LINEMOが3GB月990円でMVNOと楽天モバイルを一網打尽に――「たくさん使いたい」デマンドにいかにつなげられるか

ソフトバンクはLINEMOの新料金プラン「ミニプラン」を発表した。3GB使えて、月額990円(税込)、LINEのギガフリーにも対応する。

市場調査によれば、スマホユーザーの6割が1ヶ月で使うデータ容量が3GB以下ということで、ユーザーのニーズが多いデータ容量を投入してきたというわけだ。
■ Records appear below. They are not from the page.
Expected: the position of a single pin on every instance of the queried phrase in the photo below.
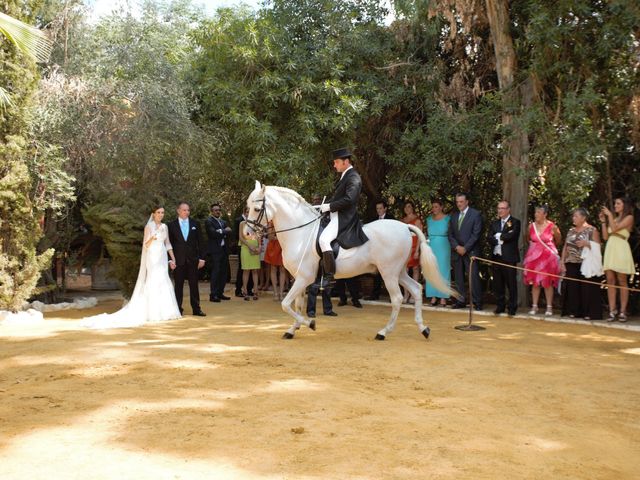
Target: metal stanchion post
(469, 327)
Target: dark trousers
(219, 267)
(505, 277)
(352, 284)
(327, 307)
(239, 279)
(461, 272)
(189, 272)
(580, 299)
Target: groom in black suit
(464, 236)
(218, 233)
(503, 238)
(184, 235)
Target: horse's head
(257, 206)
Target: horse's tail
(429, 264)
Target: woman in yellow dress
(618, 261)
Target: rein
(259, 227)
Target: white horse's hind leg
(294, 293)
(391, 282)
(416, 292)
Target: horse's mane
(290, 193)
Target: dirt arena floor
(224, 397)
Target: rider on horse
(345, 225)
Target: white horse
(387, 251)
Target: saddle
(335, 246)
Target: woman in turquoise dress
(437, 231)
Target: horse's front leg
(296, 290)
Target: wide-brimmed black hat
(342, 153)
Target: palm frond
(29, 39)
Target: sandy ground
(225, 397)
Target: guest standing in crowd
(504, 234)
(580, 299)
(239, 274)
(618, 260)
(464, 236)
(437, 231)
(382, 213)
(273, 258)
(249, 258)
(542, 256)
(410, 217)
(218, 233)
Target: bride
(153, 298)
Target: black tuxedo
(218, 247)
(468, 236)
(188, 253)
(510, 254)
(345, 202)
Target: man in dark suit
(464, 236)
(382, 211)
(504, 234)
(236, 230)
(184, 235)
(218, 233)
(345, 225)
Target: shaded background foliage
(169, 104)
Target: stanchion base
(469, 328)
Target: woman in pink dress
(542, 256)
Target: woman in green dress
(618, 261)
(249, 258)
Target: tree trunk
(515, 161)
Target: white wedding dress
(153, 299)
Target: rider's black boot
(329, 265)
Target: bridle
(263, 230)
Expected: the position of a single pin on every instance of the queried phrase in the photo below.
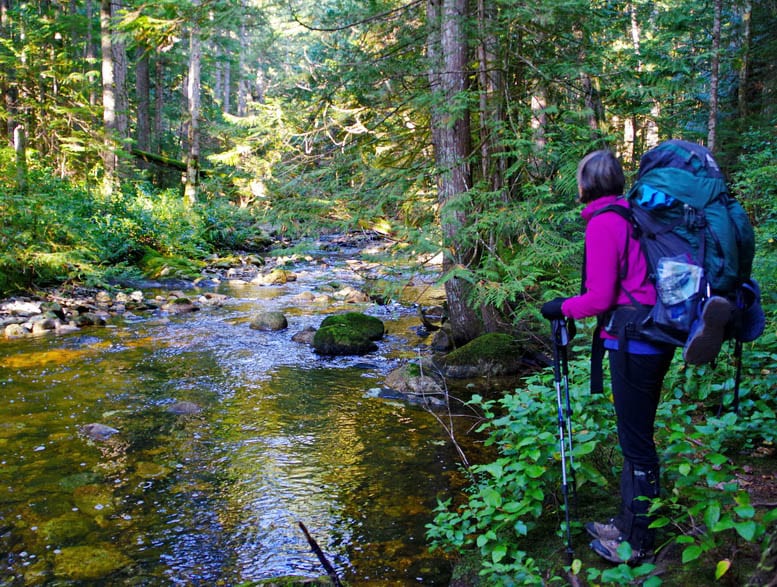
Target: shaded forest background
(138, 139)
(133, 131)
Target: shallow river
(283, 436)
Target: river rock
(305, 336)
(179, 305)
(369, 326)
(269, 321)
(184, 408)
(94, 500)
(490, 355)
(44, 325)
(97, 431)
(103, 298)
(410, 379)
(89, 563)
(212, 299)
(351, 295)
(67, 529)
(15, 331)
(274, 277)
(340, 340)
(21, 308)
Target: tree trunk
(143, 94)
(491, 88)
(109, 101)
(712, 123)
(744, 75)
(242, 72)
(20, 146)
(120, 66)
(193, 156)
(91, 56)
(447, 51)
(159, 102)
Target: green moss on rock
(370, 326)
(89, 563)
(492, 354)
(340, 339)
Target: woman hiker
(637, 371)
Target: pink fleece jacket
(606, 237)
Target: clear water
(216, 497)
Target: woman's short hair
(599, 174)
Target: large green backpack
(683, 206)
(697, 239)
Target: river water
(216, 497)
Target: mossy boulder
(412, 379)
(491, 355)
(271, 321)
(369, 326)
(342, 340)
(67, 528)
(94, 500)
(89, 563)
(351, 333)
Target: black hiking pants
(636, 387)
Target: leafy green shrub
(703, 507)
(229, 227)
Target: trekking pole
(560, 341)
(567, 335)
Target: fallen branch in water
(330, 570)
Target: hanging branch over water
(330, 570)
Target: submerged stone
(89, 563)
(492, 354)
(184, 408)
(341, 340)
(148, 470)
(66, 529)
(97, 431)
(94, 500)
(370, 327)
(269, 321)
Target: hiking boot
(608, 550)
(608, 531)
(708, 332)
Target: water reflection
(213, 496)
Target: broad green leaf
(722, 568)
(745, 511)
(492, 498)
(712, 514)
(746, 529)
(499, 552)
(691, 553)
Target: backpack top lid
(683, 170)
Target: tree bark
(143, 96)
(110, 164)
(447, 52)
(193, 94)
(491, 88)
(20, 147)
(242, 72)
(120, 67)
(744, 67)
(712, 123)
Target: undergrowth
(704, 514)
そもそも、データ容量20GBというのが総務省が国際的に通信料金を比較する上での物差しに使われていただけに過ぎない。菅義偉首相や武田良太総務相が「大容量プランが世界と比べて高すぎる」と指摘したことから、3キャリアがあえて設定してきたデータ容量だけのことだ。ユーザーのニーズとしては「そんなに使わないから、もっと安い方がいい」と思うわけで、ソフトバンクはその声に応えてきたというわけだ。当然のことながら、NTTドコモ「ahamo」、KDDI「povo」も対抗してくることだろう。

問題は「MVNO市場を直撃しないか」という点だ。3キャリアのオンライン専用プランが横並びで20GBだったことで、MVNOには「小容量」という、生き残れる隙間ができた。MVNO各社とも、オンライン専用プランが発表されて以降、小容量をさらに値下げすることでなんとか持ちこたえた感がある。しかし、ソフトバンクがLINEMOで容赦なく小容量を攻めてきたことで、MVNOが俄然、危うい立場に追い込まれた。
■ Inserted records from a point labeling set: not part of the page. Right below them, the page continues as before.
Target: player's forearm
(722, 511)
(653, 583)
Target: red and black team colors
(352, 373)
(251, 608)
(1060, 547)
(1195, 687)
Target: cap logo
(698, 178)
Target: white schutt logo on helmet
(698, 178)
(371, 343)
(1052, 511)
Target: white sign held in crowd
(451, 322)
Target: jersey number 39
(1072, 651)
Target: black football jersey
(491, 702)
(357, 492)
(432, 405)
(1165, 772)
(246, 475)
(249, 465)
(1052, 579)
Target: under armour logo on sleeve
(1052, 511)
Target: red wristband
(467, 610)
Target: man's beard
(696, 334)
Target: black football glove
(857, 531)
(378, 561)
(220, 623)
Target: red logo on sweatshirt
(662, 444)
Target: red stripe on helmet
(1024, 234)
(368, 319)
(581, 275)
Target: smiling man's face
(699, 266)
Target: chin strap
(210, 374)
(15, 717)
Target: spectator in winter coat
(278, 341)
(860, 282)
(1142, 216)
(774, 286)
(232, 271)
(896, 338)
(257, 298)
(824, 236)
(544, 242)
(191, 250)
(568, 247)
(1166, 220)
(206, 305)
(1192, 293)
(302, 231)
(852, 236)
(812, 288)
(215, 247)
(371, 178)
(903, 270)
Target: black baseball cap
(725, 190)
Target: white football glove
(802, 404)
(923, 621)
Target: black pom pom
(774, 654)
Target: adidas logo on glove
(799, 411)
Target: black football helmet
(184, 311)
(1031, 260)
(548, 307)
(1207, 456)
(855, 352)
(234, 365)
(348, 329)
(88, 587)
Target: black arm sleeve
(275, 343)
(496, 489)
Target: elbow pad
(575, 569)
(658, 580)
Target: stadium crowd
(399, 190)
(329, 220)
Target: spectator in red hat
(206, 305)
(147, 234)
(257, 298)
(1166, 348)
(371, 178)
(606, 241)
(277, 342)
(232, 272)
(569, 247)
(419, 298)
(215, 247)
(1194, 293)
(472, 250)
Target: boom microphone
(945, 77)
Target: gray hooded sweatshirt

ただ、ソフトバンクとしてはMVNOのみならず、LINEMOのミニプランでターゲットにしているは楽天モバイルのようだ。

LINEMO事業を担当する寺尾洋幸氏は「楽天モバイルを意識している。階段式がいいのか、シンプルなかたちがいいのか。階段式の場合、ユーザーの意図に反して請求額が増えることがある。我々としては安心して使ってもらいたいため、この設定にした」と語る。

楽天モバイルは月間1GB以下はゼロ円、1~3GBは1,078円、3GB~20GBは2,178円、20GB以上は3,278円という階段式を採用している。ユーザーがどんなに3GBで納めようと思っても、スマホが勝手に通信をして、3GBを超えてしまうこともある。それであれば、ソフトバンクとしてはきちんと3GBという設定をして、安心して使ってもらいたいというわけだ。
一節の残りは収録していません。